Movidius is working with customers like DJI, FLIR, Google, and Lenovo to give sight to smart devices, including drones, security cameras, AR/VR headsets, and more.

“When computers can see, they can become autonomous, and that’s just the beginning,” El-Ouazzane said. “We’re on the cusp of big breakthroughs in artificial intelligence. In the years ahead, we’ll see new types of autonomous machines with more advanced capabilities as we make progress on one of the most difficult challenges of A.I.: getting our devices not just to see, but also to think.”


high-performance system-on-chip (SoC) platforms
To boost its RealSense 3D depth camera technology, Intel is acquiring critical technologies to help it be a leader in computer vision and “perceptual computing,” where sensing real-world objects is important. Movidius makes what it calls a vision processing unit (VPU).

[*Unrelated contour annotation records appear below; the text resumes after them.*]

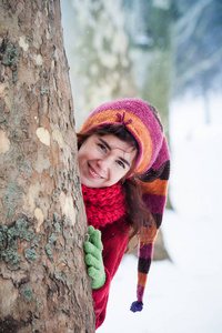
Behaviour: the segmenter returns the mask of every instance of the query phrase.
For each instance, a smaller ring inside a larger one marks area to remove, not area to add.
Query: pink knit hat
[[[124,124],[139,145],[134,170],[143,200],[155,220],[155,226],[144,226],[140,236],[138,264],[138,301],[131,311],[141,311],[150,270],[153,242],[161,225],[170,174],[170,154],[160,117],[154,107],[139,99],[124,99],[98,107],[84,121],[81,132],[107,124]]]

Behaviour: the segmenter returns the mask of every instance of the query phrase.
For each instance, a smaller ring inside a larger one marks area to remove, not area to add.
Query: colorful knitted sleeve
[[[163,140],[162,151],[159,159],[145,174],[143,174],[139,184],[143,193],[143,201],[154,218],[153,225],[143,228],[140,236],[139,262],[138,262],[138,286],[137,302],[131,305],[131,311],[141,311],[143,307],[143,294],[147,284],[148,273],[150,270],[153,243],[158,230],[162,222],[162,215],[167,202],[168,180],[170,174],[170,157],[167,149],[167,141]]]

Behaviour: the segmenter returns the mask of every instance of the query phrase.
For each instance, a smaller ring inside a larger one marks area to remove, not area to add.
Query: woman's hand
[[[102,260],[101,232],[92,225],[88,228],[89,240],[84,242],[84,261],[88,265],[88,274],[92,278],[92,289],[97,290],[105,283],[105,272]]]

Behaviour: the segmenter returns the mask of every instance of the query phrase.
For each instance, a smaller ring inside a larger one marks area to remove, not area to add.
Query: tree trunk
[[[60,3],[0,16],[0,332],[94,332]]]

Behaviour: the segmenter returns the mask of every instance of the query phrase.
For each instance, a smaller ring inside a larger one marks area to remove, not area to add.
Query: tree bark
[[[94,332],[60,2],[0,16],[0,332]]]

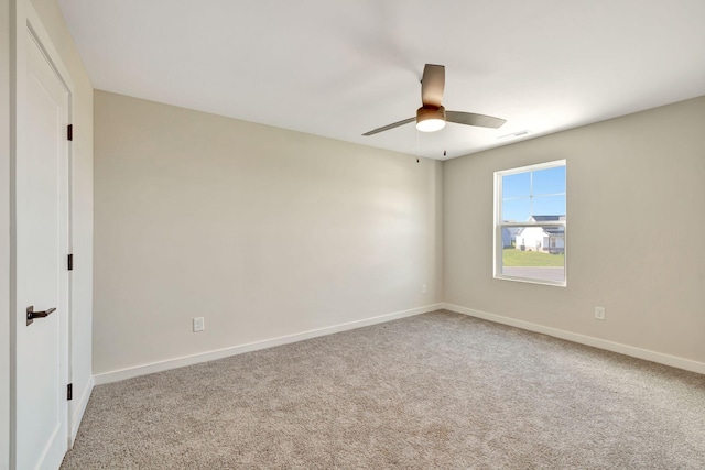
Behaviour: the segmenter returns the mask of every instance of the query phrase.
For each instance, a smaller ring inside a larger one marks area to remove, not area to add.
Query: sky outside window
[[[502,220],[565,216],[565,166],[502,176]]]

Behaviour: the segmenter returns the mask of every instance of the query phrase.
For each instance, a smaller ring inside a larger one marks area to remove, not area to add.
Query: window
[[[565,160],[495,172],[495,277],[566,285]]]

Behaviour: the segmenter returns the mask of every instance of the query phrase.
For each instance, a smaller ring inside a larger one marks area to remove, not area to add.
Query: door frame
[[[29,44],[28,32],[39,45],[46,57],[48,64],[54,69],[59,81],[63,84],[68,95],[68,122],[73,120],[74,84],[64,65],[57,48],[54,46],[50,34],[40,20],[39,13],[34,10],[29,0],[10,0],[10,468],[17,467],[17,335],[19,328],[26,328],[23,318],[20,318],[19,306],[17,304],[17,159],[24,152],[22,134],[24,129],[24,117],[26,116],[26,102],[24,102],[24,84],[26,83],[26,52]],[[62,182],[67,192],[65,215],[61,215],[66,223],[66,244],[68,250],[73,250],[73,144],[68,142],[66,173],[62,175]],[[65,298],[65,324],[61,326],[65,332],[62,343],[62,380],[66,384],[73,382],[73,354],[72,354],[72,275],[66,274],[66,282],[59,284],[62,298]],[[73,446],[73,402],[65,402],[66,419],[66,450]],[[1,462],[0,462],[1,463]]]

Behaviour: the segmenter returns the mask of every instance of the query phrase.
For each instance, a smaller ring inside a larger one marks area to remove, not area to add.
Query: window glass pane
[[[565,216],[565,195],[534,197],[533,215],[534,216]]]
[[[563,227],[521,227],[517,229],[513,242],[502,245],[501,274],[536,281],[565,282]]]
[[[565,194],[565,166],[533,172],[533,195],[542,194]]]
[[[531,172],[502,176],[502,198],[527,197],[531,194]]]
[[[511,222],[525,222],[531,216],[531,199],[502,200],[502,220]]]

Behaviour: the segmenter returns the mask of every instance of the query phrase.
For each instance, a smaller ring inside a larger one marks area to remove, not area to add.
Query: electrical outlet
[[[595,318],[598,320],[605,319],[605,307],[595,307]]]

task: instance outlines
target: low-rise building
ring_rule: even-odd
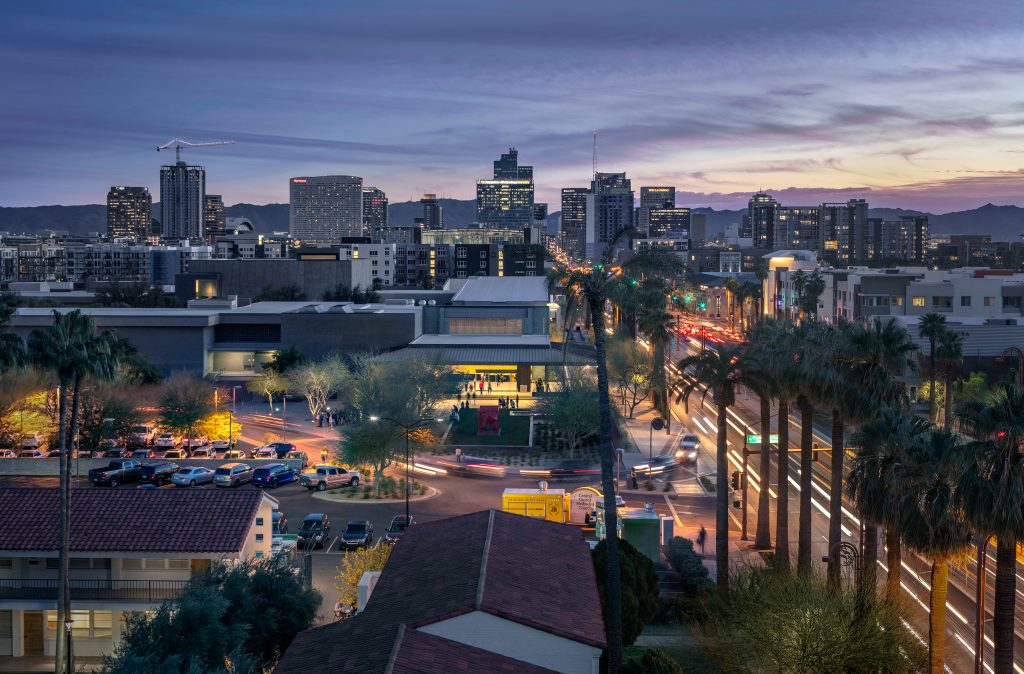
[[[256,491],[74,490],[75,655],[113,652],[125,614],[156,609],[211,564],[268,556],[276,507]],[[56,489],[0,489],[0,656],[53,657],[58,508]]]

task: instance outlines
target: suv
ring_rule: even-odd
[[[213,471],[213,483],[217,487],[241,487],[253,481],[253,469],[248,463],[225,463]]]
[[[278,487],[295,481],[295,468],[283,463],[268,463],[253,473],[253,485],[257,487]]]
[[[696,463],[699,452],[700,438],[693,433],[683,433],[683,436],[679,438],[679,449],[676,451],[676,458],[685,463]]]
[[[323,512],[310,512],[297,534],[300,548],[323,548],[331,540],[331,520]]]
[[[147,463],[138,469],[138,481],[163,487],[171,481],[171,475],[178,471],[178,464],[170,461]]]
[[[323,492],[336,487],[358,487],[359,473],[341,466],[318,465],[315,470],[299,475],[299,481],[307,490]]]

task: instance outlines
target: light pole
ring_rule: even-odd
[[[409,434],[421,428],[424,424],[437,422],[440,423],[440,419],[435,417],[423,417],[422,419],[417,419],[411,423],[403,423],[397,419],[392,419],[391,417],[379,417],[377,415],[370,415],[370,421],[389,421],[395,426],[403,429],[406,435],[406,523],[409,524],[409,491],[412,488],[412,482],[410,481],[409,475]]]

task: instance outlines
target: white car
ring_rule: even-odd
[[[159,448],[165,450],[173,450],[181,441],[180,437],[175,436],[172,433],[161,433],[157,436],[157,441],[155,445]]]

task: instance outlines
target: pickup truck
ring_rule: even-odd
[[[117,487],[121,482],[137,482],[141,464],[131,459],[115,459],[105,468],[89,471],[89,481],[96,487]]]
[[[358,487],[359,473],[341,466],[321,465],[299,475],[299,481],[307,490],[323,492],[337,487]]]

“Simply put, computer vision enables machines to visually process and understand their surroundings,” Walden added. “Cameras serve as the ‘eyes’ of the device, the central processing unit is the ‘brain’, and a vision processor is the ‘visual cortex’. Upon integration, computer vision enables navigation and mapping, collision avoidance, tracking, object recognition, inspection analytics, and more – capabilities that are extremely compelling in emerging markets.”

Intel needs technology for recognizing objects, understanding scenes, authenticating, tracking, and navigating. Walden said that Movidius offers “massive potential” to accelerate Intel’s own plans.

“With Movidius, Intel gains low-power, high-performance system-on-chip (SoC) platforms for accelerating computer vision applications,” Walden said. “Additionally, this acquisition brings algorithms tuned for deep learning, depth processing, navigation and mapping, and natural interactions, as well as broad expertise in embedded computer vision and machine intelligence. Movidius’ technology optimizes, enhances, and brings RealSense capabilities to fruition.”

He added, “Computer vision will trigger a Cambrian Explosion of compute, with Intel at the forefront of this new wave of computing, enabled by RealSense, in conjunction with Movidius and our full suite of perceptual computing technologies.”

Movidius has focused on the device level, combining advanced algorithms with dedicated low-power hardware.

“At Intel, we’ll be part of a team that is attacking this challenge from the cloud, through the network, and on the device,” El-Ouazzane said. “This is very exciting.”